Friday, April 15, 2005

Comfort grub – homemade black gold

This recipe is taken from Kylie Kwong’s, “Kylie Kwong – recipies and stories” and in this book she calls it red-cooked pork hock, but in my house we just call it “Tau-You Bak", which translated into dark sauce meat. This is probably one of my favourite home cooked foods. I was really excited when I knew we were going to have it for dinner from the whiff of the aromas that were floating about the house in the mid morning. It’s great, my mother loves it and so I grew up eating it and I guess I’ve grown to love it too. Although I guess if you have never had it, it must look strange, and weird that a bowl with such black looking contents can be so tasty, but trust me, the hours of stewing makes the meat chucks so gentle and tender that you might be inclined to agree with me that they can be likened to little edible nuggets of black gold.

Serves 4-6

1 large fresh pork hock – approximately 1kg

2 liters cold water
1 cup shao hsing wine
1 cup dark soy
1/3 cup ligh soy
2/3 cup yellow rock sugar
6 cloves of garlic
10 ginger shards
3 green shallot stems, cut in half crossways
4 medium ‘braised dried Chinese mushrooms’
1 teaspoon sesame oil
3 whole star anise
1 small piece cassia bark or 2 cinnamon quills
1 medium piece dried orange peel


Bring a large pot of water to the boil and simmer pork hock for 10 minutes. Rinse port under cold water and drain.

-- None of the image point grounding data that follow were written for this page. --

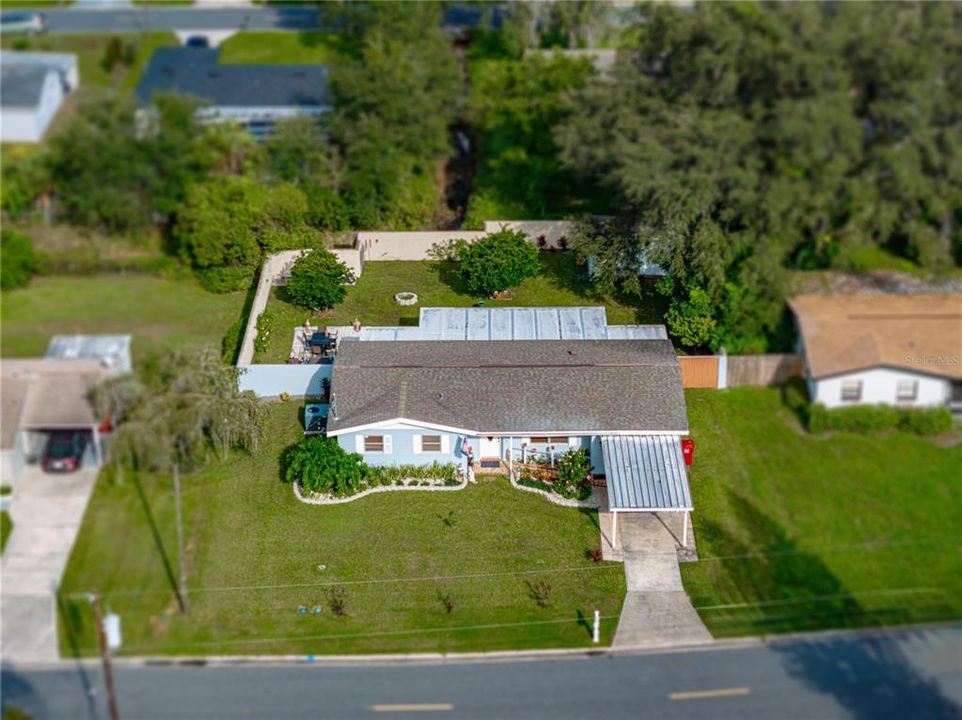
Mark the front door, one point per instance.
(489, 448)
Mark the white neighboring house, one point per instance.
(902, 350)
(33, 85)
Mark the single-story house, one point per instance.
(256, 96)
(894, 349)
(42, 395)
(495, 401)
(33, 85)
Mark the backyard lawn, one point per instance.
(303, 48)
(256, 554)
(799, 532)
(437, 284)
(158, 312)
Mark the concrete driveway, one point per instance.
(46, 511)
(657, 612)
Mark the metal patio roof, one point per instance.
(645, 472)
(515, 323)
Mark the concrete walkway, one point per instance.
(46, 511)
(657, 612)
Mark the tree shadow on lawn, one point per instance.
(155, 531)
(872, 678)
(794, 589)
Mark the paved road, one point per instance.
(898, 675)
(146, 17)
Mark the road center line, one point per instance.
(702, 694)
(414, 707)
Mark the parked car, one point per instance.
(22, 23)
(64, 451)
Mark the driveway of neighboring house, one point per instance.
(46, 511)
(657, 612)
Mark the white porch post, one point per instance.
(98, 447)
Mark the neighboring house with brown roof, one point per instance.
(891, 349)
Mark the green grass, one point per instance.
(826, 531)
(437, 284)
(6, 527)
(90, 51)
(158, 312)
(303, 48)
(253, 553)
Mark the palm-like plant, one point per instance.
(319, 464)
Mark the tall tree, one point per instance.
(185, 408)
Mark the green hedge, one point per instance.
(870, 419)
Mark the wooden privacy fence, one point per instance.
(721, 371)
(699, 370)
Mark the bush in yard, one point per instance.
(573, 471)
(320, 465)
(317, 280)
(18, 263)
(497, 262)
(930, 421)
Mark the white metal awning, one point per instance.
(645, 472)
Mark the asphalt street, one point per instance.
(913, 673)
(146, 17)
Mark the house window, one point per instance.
(907, 390)
(851, 390)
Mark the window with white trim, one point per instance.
(430, 443)
(907, 390)
(851, 390)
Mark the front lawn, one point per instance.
(256, 555)
(158, 312)
(798, 532)
(302, 48)
(437, 284)
(90, 50)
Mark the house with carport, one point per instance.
(486, 388)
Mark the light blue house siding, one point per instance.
(402, 446)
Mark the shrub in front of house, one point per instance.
(317, 280)
(869, 419)
(931, 421)
(321, 465)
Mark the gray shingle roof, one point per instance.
(22, 85)
(195, 71)
(495, 386)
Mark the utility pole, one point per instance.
(182, 587)
(105, 658)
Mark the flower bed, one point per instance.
(384, 479)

Place all stock ingredients into a 5-litre pot and bring to the boil. Reduce heat and simmer gently for 20 minutes to allow flavours to infuse. Place pork in the stock, cover and bring to the boil. Simmer for 3 hours or until pork hock is soft, gelatinous and almost falling off the bone. During the cooking time you may need to add extra boiling water, to ensure the port is completely submerged at all times so that it cooks evenly.

The pork can be served hot with steamed greens and some of its stock ladled over.

* In our house, we usually add in hard boiled eggs, sea cucumber and mushrooms in the dish as well.